Geldi geçti ömrüm benim, şol yel esip geçmiş gibi

Hele bana şöyle gelir, şol göz açıp yummuş gibi

 

Ölümden korkmayan Yunus Emre de vahlanıyor. Bu vahlanmayı bir İngiliz atasözünde şöyle buluyoruz: “Saat kaç?”, “Düşman nasıl gidiyor.” (How goes enemy?)

Bütün trajedilerde zaman 24 saattir. Olay ya da olaylar 24 saat içinde başlar biter. İnsanın sınırlı yaşamı bir kez sunulur insana gerçeğini Ataol Behramoğlu,Yaşadıklarımdan Öğrendiğim Bir Şey Var adlı şiirinde dile getirir.

 

Yahya Kemal zamanı, yaşamı,

“İnsanlar anlaşıldı, hayatın da sırrı yok”

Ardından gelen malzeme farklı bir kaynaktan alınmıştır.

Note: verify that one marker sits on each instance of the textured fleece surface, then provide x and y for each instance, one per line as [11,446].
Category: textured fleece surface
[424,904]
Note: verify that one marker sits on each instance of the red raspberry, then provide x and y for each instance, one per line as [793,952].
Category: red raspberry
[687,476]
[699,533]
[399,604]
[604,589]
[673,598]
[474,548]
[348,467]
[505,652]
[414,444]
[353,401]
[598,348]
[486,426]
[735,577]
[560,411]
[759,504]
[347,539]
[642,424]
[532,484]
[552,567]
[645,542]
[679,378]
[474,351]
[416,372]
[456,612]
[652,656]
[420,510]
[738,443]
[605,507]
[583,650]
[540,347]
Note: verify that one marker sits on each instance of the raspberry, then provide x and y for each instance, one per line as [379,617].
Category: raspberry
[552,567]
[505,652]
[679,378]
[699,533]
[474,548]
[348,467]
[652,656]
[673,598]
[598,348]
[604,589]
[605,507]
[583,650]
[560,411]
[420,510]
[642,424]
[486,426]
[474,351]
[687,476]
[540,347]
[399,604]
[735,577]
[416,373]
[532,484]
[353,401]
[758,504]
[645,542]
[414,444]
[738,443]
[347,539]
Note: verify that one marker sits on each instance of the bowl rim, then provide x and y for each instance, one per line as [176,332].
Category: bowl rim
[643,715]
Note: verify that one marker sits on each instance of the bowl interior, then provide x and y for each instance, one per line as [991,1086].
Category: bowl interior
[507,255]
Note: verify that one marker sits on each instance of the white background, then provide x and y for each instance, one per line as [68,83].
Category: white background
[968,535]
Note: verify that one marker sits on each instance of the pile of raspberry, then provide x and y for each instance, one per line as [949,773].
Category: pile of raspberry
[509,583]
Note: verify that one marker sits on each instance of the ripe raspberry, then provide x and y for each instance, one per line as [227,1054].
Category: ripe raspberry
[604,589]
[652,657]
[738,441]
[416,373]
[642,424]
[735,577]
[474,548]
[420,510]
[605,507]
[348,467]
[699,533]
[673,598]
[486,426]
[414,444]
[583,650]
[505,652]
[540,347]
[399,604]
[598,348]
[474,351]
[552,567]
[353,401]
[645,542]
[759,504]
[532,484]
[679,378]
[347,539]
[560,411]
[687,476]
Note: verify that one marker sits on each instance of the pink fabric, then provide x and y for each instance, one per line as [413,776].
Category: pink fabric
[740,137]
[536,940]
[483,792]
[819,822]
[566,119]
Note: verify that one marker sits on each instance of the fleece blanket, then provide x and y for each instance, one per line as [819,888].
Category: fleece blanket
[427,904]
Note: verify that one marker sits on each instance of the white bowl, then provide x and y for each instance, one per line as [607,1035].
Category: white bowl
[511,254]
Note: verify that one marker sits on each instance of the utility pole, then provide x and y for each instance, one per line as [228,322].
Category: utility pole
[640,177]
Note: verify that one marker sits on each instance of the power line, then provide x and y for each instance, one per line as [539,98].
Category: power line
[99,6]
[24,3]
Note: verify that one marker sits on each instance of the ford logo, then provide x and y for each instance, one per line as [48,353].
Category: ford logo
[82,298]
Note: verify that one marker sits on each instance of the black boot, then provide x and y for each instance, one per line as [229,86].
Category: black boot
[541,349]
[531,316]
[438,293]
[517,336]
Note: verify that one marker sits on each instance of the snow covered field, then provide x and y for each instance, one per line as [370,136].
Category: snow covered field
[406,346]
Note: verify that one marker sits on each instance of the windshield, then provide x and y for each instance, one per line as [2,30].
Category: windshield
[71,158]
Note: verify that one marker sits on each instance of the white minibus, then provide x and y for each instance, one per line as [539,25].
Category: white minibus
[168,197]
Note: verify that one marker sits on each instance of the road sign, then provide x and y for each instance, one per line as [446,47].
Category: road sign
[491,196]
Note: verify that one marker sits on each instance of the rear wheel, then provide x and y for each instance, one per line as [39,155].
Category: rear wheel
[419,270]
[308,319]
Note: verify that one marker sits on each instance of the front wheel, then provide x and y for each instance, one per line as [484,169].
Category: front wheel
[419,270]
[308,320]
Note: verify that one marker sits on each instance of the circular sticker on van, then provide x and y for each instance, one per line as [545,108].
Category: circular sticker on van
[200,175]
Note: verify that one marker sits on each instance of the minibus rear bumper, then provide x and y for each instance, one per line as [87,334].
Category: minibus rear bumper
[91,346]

“Gördüm ve anladım yaşamak macerasını”

dizelerinde özetliyor.

“Mevsim mi bu geçen yoksa ölüm mü?”

Ahmet Hamdi Tanpınar “Sonbahar” adlı şiirinde Antalya’da sonbaharı hüzünle anlatıyor. Bu hüznü şu dizeyle sürdürüyor:

“Bir gölgedir şimdi yaprak dökümü.”

Ahmet Hamdi Tanpınar’ı,. Şiir emekçisi, ozan, sanat adamı, “İstanbul Beyefendisi” Sait Maden,  “acemiliğin ustalığı” diye adlandırır. Nuray Gökaksamaz, Şiir Tasarımı ve Süreçleri adlı yapıtında (şiirle ilgilenenlere önerilir) “Şair, şiire bildiklerini unutarak girmelidir.” diyor. Bu iki yargı şiir türü için  geçerli olsa gerek. Bu türde emek verenler ustayım demekten kaçınırlar  hep. (Sait Maden, Yeryüzü Şiiri, Şiir Tapınağı )

Yahya Kemal’de, sonbahar, ömrün yazdan ayrılışıdır.

Adalardan yaza ettik de vedâ

Sızlıyor bağrımız üstündeki dağ

derken tanışıp sevişme mevsiminin sonlandığının hüznünü duyuruyor dizelerinde.

“Fâni ömür biter, bir uzun sonbahar olur.” dizesi varılan durağı anlatıyor. “Geçmiş Yaz”lar, Körfez’deki dalgın suların derinliklerindedir artık.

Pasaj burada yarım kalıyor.